More than 30,000 cases were settled before reaching the formal insolvency stage, with claims totaling nearly 14 lakh crore rupees.
Ten years after its inception, the Insolvency and Bankruptcy Code (IBC) has fundamentally reshaped how India manages corporate debt. By shifting from a debtor-controlled model to a creditor-led framework, the law has become a cornerstone of the nation’s financial stability.
Recent data from the Insolvency and Bankruptcy Board of India reveals that creditors have successfully recovered over 4.32 lakh crore rupees through approved resolution plans as of March 2026. This milestone demonstrates the effectiveness of the system in dealing with stressed assets.
The impact extends far beyond formal courtroom cases. More than 30,000 cases were settled before reaching the formal insolvency stage, with claims totaling nearly 14 lakh crore rupees. This deterrent effect encourages borrowers to resolve financial issues early, fostering a culture of better credit discipline.

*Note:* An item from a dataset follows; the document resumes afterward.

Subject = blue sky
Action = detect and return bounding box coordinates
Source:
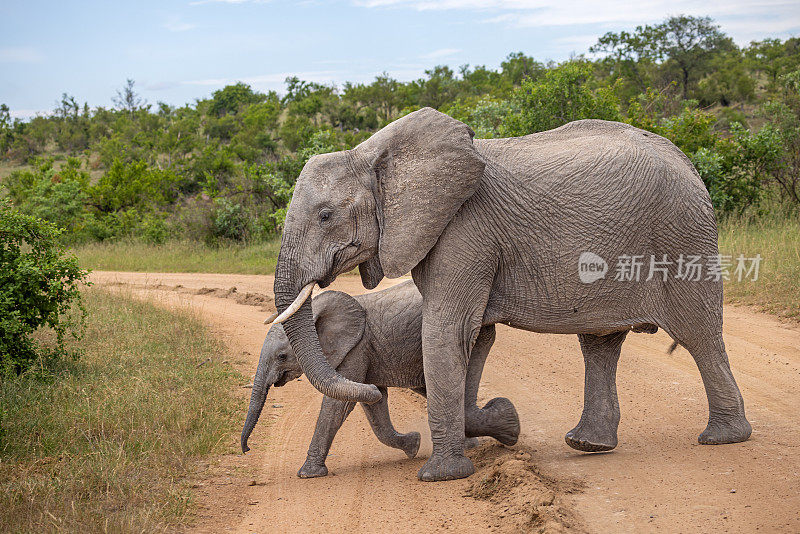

Since 2016, a total of 8,987 corporate cases were admitted, with 7,102 reaching closure. Notably, about 58 percent of these settled cases, amounting to 4,099 companies, were successfully revived. This focus on business rescue rather than just liquidation is a key success of the reform.
Government officials, including those from the Ministry of Finance, have highlighted that these changes provide a faster, more transparent mechanism. By replacing complex, delay-ridden processes with time-bound resolution, the IBC continues to play a vital role in boosting investor confidence and strengthening the overall health of India's banking sector.